M. 5. The static RAM according to claim 4, further comprising: a write bus connected to said first write circuit and said second write circuit; and continuously supplying write data to said write bus. A static R
AM. 6. The static RAM according to claim 1, further comprising: a first word line selection circuit for selecting a word line in said first memory mat; and a second word line for selecting a word line in said second memory mat. A static RAM including two word line selection circuits. 7. A memory array having a plurality of memory mats in which a plurality of static memory cells are arranged in a matrix at intersections of a plurality of word lines and a plurality of complementary data lines, and a specific memory mat of the memory array.

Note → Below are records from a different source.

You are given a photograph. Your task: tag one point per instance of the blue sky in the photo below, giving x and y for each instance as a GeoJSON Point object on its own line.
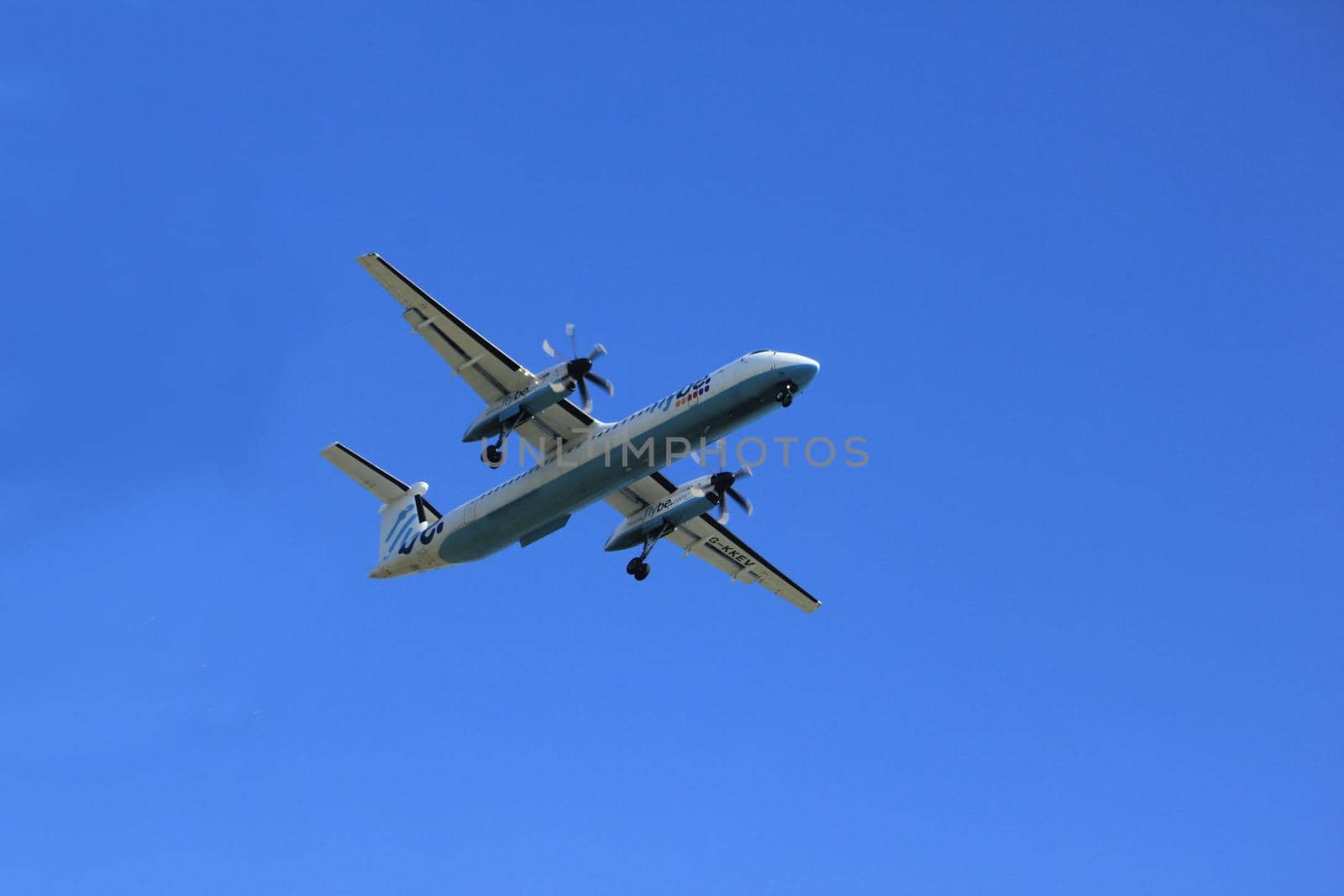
{"type": "Point", "coordinates": [1073, 270]}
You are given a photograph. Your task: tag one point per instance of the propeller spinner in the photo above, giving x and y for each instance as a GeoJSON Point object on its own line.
{"type": "Point", "coordinates": [721, 485]}
{"type": "Point", "coordinates": [581, 369]}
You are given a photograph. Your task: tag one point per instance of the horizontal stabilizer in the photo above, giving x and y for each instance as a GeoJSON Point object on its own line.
{"type": "Point", "coordinates": [380, 483]}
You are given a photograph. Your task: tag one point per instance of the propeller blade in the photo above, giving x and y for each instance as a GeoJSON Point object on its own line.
{"type": "Point", "coordinates": [741, 500]}
{"type": "Point", "coordinates": [601, 382]}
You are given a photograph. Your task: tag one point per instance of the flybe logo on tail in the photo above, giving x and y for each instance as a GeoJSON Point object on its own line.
{"type": "Point", "coordinates": [402, 533]}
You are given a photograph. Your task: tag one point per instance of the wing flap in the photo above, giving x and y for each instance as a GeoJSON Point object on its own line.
{"type": "Point", "coordinates": [484, 367]}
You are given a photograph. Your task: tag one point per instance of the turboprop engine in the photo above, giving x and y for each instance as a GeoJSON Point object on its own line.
{"type": "Point", "coordinates": [691, 500]}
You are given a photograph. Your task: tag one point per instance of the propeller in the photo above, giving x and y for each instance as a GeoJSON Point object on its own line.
{"type": "Point", "coordinates": [721, 484]}
{"type": "Point", "coordinates": [581, 369]}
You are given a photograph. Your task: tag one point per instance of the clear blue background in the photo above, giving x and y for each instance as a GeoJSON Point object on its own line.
{"type": "Point", "coordinates": [1073, 270]}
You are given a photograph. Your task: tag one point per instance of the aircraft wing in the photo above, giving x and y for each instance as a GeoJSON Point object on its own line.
{"type": "Point", "coordinates": [711, 542]}
{"type": "Point", "coordinates": [486, 369]}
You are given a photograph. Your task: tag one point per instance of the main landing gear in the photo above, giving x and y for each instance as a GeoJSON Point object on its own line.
{"type": "Point", "coordinates": [492, 456]}
{"type": "Point", "coordinates": [638, 567]}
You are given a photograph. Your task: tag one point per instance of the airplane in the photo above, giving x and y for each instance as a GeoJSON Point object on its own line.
{"type": "Point", "coordinates": [581, 459]}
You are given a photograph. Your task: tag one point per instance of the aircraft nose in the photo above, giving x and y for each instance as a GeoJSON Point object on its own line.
{"type": "Point", "coordinates": [797, 369]}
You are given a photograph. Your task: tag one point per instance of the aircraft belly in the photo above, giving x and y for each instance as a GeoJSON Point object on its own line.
{"type": "Point", "coordinates": [595, 479]}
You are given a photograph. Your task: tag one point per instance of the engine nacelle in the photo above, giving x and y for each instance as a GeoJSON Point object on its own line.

An address counter for generating an address signal corresponding to the address signal to be selected; an address register for receiving the input address signal; and an address register for receiving the address signal captured by the address register. An address selection circuit for selecting a memory cell of a specific memory mat, a plurality of sense amplifiers provided corresponding to the plurality of memory mats, receiving a read signal from the selected memory cell, and the selected memory Multiple write-uns that supply write signals to cells And an output circuit provided in common with the plurality of sense amplifiers and an input circuit provided corresponding to the write amplifier; and a control signal supplied from an external terminal to determine an operation mode and perform necessary control. A control circuit for forming a signal, wherein when the burst mode is designated by the control signal,
A memory cell of one memory mat is selected by an address signal taken into the address register and connected to a corresponding sense amplifier or write amplifier, and then a memory of another memory mat is operated in accordance with an address signal generated by the address counter. A static RAM, wherein cells are sequentially selected and connected to corresponding sense amplifiers or write amplifiers. 8. The static RAM according to claim 7, wherein said address signal and control signal are fetched in synchronization with an input clock signal, and a memory cell selecting operation and data are synchronized in synchronization with said clock signal. A static RAM characterized by performing the following input / output operations. 9. The static RAM according to claim 7, wherein the address signal for selecting the memory mat is a part of an address signal for selecting a word line of the memory mat. Static RA
M. 10. The static RAM according to claim 7, wherein the address signal supplied to said address selection circuit is obtained by adding an address signal taken into said address register and an address signal generated by said address counter. A static RAM characterized in that the signal is a static RAM.